Los Angeles Times, May 24, 2013: (Op-Ed) The case for food stamps

“Those in Congress pushing for cuts ignore the evidence that cutting food stamps doesn't save money -- it actually costs money in added public health expenses and lost job creation. Pushing millions of low-income Americans off food stamps means less nutrition and nourishment, leading to greater human suffering and healthcare costs.”

Brattleboro Reformer, May 18, 2013: Federal cuts hit local Head Start programs

“The Brattleboro School Board at its meeting this week approved a plan by Early Education Services to cut 25 Head Start classroom slots, and another 12 Early Head Start home-based visiting slots due to the federal cuts that will go into place on July 1. Early Education Services Executive Director Debra Gass said the cuts had to be made after Congress failed to address the sequester earlier this year and the EES budget, which starts on July 1, had to be put in place.”

Providence Journal, May 15, 2013: Advocates: R.I.'s homeless population could surge because of federal cuts

“The state's growing homeless population could surge because of federal cuts to housing and shelter programs, advocates at the State House said Wednesday.”

San Francisco Chronicle, May 10, 2013: Federal cuts inflict more pain on the poor

“Slowly and largely under the radar, sequester cuts are trickling down to programs like Kraintz's in Contra Costa, which just lost $100,000. To deal with the cuts to Meals on Wheels, which delivers food to low-income homebound seniors, the program stopped accepting new people into the program. Ordinarily, it accepts 50 new seniors a month.”

Lowell Sun, May 10, 2013: (Op-Ed) Sequestration's effects now rippling across the state

“Community Teamwork Inc. (CTI) seeks to assist low-income people to become self-sufficient and to alleviate the effects of poverty. As an economic engine within the community, our goal is to strengthen the economy in Lowell by strengthening families and small businesses. We have an array of programs funded by the federal government that at their core help individuals to work and contribute to our local economy and help small businesses grow.”

The Journal News, May 10, 2013: 267 kids to miss Head Start under sequester

“Some 267 children in Westchester, Rockland and Putnam counties will miss out on the chance to be better prepared for kindergarten as the effects of the $85 billion in federal budget cuts known as sequestration hit close to home.”

POLITICO, May 08, 2013: President Obama's cigarette tax up in smoke

"With attention diverted to the failed gun control effort, comprehensive immigration reform and sequester politics, Obama’s universal preschool program hasn’t received the full weight of a White House push since he introduced it during the State of the Union address and traveled to suburban Atlanta to tout it two days later. "

The New York Times, April 30, 2013: (Blog) Missing the Big Picture

“Mr.
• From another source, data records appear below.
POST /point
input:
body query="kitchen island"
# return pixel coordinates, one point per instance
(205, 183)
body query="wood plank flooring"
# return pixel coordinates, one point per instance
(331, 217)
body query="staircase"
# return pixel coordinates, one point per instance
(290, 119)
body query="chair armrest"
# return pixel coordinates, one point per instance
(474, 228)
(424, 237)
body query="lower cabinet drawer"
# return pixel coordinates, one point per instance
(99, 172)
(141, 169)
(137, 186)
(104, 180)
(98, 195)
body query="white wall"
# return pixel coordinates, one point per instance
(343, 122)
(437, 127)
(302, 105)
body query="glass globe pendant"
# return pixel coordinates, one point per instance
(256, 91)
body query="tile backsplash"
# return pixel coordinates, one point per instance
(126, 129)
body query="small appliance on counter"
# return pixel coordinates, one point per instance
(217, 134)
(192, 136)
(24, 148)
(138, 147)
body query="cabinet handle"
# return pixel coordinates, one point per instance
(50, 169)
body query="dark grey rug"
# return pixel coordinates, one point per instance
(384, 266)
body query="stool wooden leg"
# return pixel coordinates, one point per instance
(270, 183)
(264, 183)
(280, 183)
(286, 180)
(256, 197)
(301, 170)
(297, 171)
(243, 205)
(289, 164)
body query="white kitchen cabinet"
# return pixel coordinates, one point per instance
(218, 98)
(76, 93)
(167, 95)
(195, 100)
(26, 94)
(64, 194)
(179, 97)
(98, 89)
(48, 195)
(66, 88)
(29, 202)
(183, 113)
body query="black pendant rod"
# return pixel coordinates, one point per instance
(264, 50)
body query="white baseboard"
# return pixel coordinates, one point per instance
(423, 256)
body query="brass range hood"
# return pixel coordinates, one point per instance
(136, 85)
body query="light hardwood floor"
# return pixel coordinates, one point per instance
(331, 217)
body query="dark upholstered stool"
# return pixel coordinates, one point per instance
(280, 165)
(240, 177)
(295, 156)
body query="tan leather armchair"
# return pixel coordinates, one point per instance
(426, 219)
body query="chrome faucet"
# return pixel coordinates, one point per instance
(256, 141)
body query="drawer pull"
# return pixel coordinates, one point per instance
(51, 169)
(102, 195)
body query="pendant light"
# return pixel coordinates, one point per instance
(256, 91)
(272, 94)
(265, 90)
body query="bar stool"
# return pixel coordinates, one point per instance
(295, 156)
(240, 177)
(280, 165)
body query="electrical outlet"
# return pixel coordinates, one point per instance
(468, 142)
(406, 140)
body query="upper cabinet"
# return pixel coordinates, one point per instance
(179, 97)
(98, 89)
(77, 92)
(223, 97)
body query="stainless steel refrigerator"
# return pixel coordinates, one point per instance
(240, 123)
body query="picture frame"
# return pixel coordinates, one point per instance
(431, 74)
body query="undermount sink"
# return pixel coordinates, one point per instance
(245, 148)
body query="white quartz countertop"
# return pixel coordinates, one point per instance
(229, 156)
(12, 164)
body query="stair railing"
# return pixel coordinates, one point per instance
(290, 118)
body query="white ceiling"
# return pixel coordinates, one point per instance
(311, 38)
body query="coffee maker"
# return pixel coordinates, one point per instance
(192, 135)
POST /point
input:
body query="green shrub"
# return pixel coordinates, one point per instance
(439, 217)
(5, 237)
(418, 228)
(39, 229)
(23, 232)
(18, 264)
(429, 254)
Obama continues to make the case for thinking bigger, but his actions suggest he is still willing to play the mini-game that Republicans are encouraging, playing favorites among those affected by spending cuts. If he had refused to go along with the FAA sequester exemption, for example, then he might have been able to make a very different case today: Yes, travelers will have to bear some pain, but they will be sharing that pain with pre-school kids and scientific researchers and cancer patients and low-income housing tenants.”